Teal'c's cadet warriors passed through the Chappa'ai moments after the Serpent Guard, and he could not help but be impressed by their efficiency. Six enemy warriors had been felled without losses, and Bra'tac assured him that no signal would have reached the outpost. Teal'c led his squads off at a jog, while Hac'nar and his four Jaffa made their slow way to the same destination.

The young Jaffa could not help but be disconcerted; the journey through the Chappa'ai had surprised them all, and the lush grasslands that stretched away in all directions were unlike anything that they had seen on Chulak. The air was also warmer, and the sounds of birds and animals that surrounded them were not like those they were used to.
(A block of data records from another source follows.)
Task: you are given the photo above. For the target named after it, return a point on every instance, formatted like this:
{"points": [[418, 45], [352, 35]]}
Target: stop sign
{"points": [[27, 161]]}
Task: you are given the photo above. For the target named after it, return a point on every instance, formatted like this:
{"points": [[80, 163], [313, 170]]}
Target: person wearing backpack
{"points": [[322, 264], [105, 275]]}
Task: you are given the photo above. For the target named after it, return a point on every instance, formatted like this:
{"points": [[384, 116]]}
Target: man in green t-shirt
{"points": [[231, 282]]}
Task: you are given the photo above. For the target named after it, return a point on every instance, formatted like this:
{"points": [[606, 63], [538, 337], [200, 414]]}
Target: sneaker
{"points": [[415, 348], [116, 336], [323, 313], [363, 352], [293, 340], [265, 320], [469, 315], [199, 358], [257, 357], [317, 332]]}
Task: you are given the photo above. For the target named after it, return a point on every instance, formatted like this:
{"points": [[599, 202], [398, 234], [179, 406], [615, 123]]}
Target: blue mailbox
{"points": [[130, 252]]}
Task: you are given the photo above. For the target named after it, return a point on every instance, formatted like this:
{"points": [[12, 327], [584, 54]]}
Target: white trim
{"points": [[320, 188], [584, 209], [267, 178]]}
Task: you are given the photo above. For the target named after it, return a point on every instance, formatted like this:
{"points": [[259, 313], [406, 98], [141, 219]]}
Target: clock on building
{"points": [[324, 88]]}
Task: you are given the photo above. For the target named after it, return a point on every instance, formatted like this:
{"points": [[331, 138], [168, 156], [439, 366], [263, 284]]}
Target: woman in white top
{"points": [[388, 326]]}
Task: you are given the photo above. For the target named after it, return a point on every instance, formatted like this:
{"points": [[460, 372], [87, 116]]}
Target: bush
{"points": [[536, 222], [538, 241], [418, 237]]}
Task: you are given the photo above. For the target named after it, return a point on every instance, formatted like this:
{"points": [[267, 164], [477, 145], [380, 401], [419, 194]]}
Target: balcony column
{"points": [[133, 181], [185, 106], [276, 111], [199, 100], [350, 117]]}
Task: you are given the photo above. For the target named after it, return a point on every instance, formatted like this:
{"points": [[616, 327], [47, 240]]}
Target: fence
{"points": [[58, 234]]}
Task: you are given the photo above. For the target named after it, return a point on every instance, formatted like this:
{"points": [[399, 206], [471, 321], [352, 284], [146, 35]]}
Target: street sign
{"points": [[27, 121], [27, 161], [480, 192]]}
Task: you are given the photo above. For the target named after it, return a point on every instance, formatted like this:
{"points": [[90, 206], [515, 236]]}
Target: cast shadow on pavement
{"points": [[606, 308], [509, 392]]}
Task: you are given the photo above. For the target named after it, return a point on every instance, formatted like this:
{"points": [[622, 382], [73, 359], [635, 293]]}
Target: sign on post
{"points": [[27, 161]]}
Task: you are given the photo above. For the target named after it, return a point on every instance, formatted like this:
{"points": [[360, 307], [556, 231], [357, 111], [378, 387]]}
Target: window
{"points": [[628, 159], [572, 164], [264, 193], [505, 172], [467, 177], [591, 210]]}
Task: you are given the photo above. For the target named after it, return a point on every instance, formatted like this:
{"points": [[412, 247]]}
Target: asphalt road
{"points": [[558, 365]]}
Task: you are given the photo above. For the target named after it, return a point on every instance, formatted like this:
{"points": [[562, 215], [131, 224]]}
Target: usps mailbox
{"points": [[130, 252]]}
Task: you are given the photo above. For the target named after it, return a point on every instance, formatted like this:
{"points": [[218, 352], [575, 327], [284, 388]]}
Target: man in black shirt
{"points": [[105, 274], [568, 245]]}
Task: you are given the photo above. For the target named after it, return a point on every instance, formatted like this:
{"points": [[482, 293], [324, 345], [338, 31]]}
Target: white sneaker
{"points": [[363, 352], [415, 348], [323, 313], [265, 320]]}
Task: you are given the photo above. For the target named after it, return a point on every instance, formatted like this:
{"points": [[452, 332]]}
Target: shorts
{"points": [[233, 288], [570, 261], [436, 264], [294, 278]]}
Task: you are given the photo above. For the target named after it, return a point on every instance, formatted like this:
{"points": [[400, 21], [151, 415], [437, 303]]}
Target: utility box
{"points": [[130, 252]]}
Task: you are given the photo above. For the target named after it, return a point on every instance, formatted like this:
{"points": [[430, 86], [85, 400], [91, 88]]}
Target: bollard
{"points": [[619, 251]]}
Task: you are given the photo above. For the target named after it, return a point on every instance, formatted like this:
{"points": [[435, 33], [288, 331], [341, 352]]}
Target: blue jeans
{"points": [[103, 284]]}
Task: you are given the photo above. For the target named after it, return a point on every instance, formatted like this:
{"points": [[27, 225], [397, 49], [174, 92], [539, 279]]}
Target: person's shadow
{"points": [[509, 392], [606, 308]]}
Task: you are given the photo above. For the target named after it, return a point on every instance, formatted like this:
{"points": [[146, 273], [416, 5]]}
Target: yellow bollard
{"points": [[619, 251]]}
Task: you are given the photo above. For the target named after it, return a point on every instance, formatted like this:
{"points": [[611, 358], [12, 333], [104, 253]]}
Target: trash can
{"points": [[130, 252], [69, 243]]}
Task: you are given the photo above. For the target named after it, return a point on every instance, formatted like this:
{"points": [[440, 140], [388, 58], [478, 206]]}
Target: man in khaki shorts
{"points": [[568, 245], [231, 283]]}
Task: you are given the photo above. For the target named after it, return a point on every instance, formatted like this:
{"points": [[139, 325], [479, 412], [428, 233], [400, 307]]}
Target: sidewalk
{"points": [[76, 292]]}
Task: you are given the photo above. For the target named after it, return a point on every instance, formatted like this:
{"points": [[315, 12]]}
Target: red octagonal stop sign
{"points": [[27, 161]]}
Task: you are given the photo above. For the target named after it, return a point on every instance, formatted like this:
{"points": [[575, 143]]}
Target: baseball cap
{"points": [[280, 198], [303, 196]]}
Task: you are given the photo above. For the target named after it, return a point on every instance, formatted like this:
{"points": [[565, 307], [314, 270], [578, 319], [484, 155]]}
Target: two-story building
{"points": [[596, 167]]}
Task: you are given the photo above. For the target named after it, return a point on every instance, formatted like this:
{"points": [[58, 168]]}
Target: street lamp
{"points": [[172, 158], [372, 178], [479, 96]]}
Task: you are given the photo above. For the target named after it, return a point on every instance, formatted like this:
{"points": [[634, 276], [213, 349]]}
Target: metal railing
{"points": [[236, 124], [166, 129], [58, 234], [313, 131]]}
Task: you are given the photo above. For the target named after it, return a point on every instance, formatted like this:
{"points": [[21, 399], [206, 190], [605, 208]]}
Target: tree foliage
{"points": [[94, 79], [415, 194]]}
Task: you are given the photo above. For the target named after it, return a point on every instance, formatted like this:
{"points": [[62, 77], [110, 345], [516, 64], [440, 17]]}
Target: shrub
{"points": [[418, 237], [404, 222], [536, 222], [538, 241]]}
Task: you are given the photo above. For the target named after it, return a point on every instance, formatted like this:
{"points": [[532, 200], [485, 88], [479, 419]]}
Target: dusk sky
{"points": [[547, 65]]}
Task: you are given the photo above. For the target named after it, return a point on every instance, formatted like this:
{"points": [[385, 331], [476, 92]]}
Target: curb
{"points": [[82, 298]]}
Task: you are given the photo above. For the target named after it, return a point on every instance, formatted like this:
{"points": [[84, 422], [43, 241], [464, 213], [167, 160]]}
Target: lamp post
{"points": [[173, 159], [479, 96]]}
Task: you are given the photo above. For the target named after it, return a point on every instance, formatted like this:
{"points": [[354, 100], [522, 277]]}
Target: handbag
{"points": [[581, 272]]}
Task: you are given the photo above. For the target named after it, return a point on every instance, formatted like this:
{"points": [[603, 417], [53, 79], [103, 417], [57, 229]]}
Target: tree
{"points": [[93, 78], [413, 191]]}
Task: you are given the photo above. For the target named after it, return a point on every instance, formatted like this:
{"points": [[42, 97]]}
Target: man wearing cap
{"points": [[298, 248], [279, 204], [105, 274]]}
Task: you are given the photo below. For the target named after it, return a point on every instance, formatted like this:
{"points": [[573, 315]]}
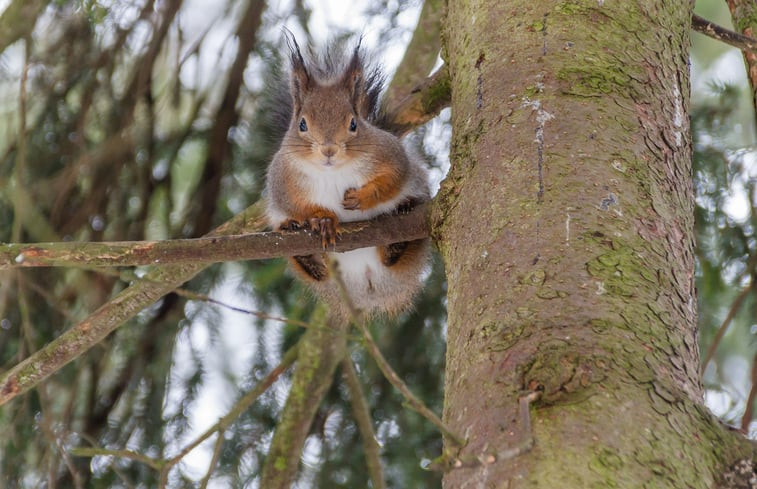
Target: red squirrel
{"points": [[335, 164]]}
This world was alien to them, and only their devotion to their duty kept the crawling fear that gripped all of their hearts at bay.

At the outpost, all went well, although Teal'c learned the important lesson that no plan ever survives contact with the enemy. When they saw the strangers approaching, the lookout did indeed go down to send his message, but the three other Jaffa on duty immediately began firing wildly at Hac'nar's squad with their energy cannon. While Jor'lac and Va'lar led their squads around to the rear of the outpost, Teal'c and Kem'sa attacked this trigger-happy trio, and Fro'tac went through a side window to surprise the sleeping reserve.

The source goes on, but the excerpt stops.